Polícia Civil indicia Deolane Bezerra por organização criminosa e lavagem de dinheiro

Influenciadora é apontada pela Polícia Civil como envolvida em movimentações financeiras

• Atualizado

Redação

Por Redação

Polícia Civil indicia Deolane Bezerra por organização criminosa e lavagem de dinheiro – Imagem: reprodução
Polícia Civil indicia Deolane Bezerra por organização criminosa e lavagem de dinheiro – Imagem: reprodução

A Polícia Civil concluiu as investigações da Operação Vérnix e indiciou a influenciadora digital e advogada Deolane Bezerra pelos crimes de organização criminosa e lavagem de dinheiro. Ela está presa há oito dias.

Segundo a investigação, Deolane é apontada como uma das pessoas envolvidas na movimentação de recursos ligados ao Primeiro Comando da Capital (PCC). O relatório final, com 113 páginas, foi entregue à Justiça após análises de buscas e apreensões realizadas na operação.

De acordo com a polícia, ela teria atuado na lavagem de dinheiro da família de Marcos Willians Herbas Camacho, o “Marcola”, apontado como líder do PCC.

Além de Deolane Bezerra, a Polícia Civil indiciou:

  • Marcos Willians Herbas Camacho (Marcola);
  • Alejandro Juvenal Herbas Camacho Júnior, irmão de Marcola;
  • Paloma Sanches Herbas Camacho;
  • Leonardo Alexsander Ribeiro Herbas Camacho;
  • Everton de Souza, conhecido como “Player” ou “Gordão”;
  • Eduardo Afonso Rodrigues, contador de Deolane.

Todos respondem pelos crimes de organização criminosa e lavagem de dinheiro. Em caso de condenação, as penas podem variar de 7 a 24 anos de prisão.

A investigação aponta ainda que dois dos indiciados estão foragidos, enquanto Marcola e o irmão dele já cumprem pena em presídio federal de segurança máxima, em Brasília.

O que diz a investigação

De acordo com a Polícia Civil, novas provas indicam que Deolane continuava atuando em operações financeiras ligadas ao grupo criminoso pouco antes da Operação Vérnix.

Os investigadores afirmam que, há pouco mais de um mês, uma empresa considerada de fachada e vinculada ao chamado “Grupo Deolane” teve seu endereço transferido de Martinópolis, no interior de São Paulo, para um imóvel na zona leste da capital paulista.

Durante as buscas, a polícia também encontrou documentos que apontariam um plano de reestruturação empresarial do grupo e a previsão de compra de um fundo de investimentos em Dubai, nos Emirados Árabes Unidos.

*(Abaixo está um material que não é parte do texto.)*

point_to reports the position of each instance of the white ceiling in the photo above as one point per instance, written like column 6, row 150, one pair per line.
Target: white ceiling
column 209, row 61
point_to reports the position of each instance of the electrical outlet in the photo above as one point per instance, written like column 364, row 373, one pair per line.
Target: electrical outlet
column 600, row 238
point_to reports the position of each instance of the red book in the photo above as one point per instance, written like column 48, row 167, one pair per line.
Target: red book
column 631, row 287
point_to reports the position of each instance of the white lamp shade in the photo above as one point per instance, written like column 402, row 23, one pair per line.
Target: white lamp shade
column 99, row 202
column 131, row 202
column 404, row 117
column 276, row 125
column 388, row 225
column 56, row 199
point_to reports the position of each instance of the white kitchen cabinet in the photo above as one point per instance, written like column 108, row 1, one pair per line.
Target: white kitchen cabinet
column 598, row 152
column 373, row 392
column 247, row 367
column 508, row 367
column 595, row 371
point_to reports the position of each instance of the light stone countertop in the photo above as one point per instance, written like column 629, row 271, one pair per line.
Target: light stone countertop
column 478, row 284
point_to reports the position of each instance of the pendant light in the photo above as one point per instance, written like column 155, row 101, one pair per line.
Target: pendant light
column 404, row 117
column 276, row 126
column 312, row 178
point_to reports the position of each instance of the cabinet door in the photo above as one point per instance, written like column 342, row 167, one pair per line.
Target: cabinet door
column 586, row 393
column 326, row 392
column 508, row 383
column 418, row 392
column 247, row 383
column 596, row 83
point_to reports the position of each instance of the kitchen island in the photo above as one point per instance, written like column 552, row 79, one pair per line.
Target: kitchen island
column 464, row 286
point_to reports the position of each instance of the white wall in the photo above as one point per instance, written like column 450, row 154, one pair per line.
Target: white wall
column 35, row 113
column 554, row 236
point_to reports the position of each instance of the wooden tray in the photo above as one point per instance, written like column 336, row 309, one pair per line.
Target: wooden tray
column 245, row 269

Apesar de a investigação ter identificado movimentações financeiras consideradas suspeitas em nome de Giliard Vidal dos Santos, filho da influenciadora, a Polícia Civil decidiu não indiciá-lo. Segundo o relatório, não há provas técnicas suficientes para comprovar que os valores analisados tenham origem no crime organizado.

Polícia pede bloqueio de bens

A Polícia Civil também solicitou à Justiça o sequestro dos bens apreendidos durante a operação. Entre os itens estão joias, relógios de luxo, dinheiro em espécie e sete veículos de alto padrão avaliados em cerca de R$ 10 milhões.

Um dos automóveis que chamou a atenção dos investigadores foi uma Lamborghini registrada em nome da empresa Deolane Bezerra Holding Patrimonial.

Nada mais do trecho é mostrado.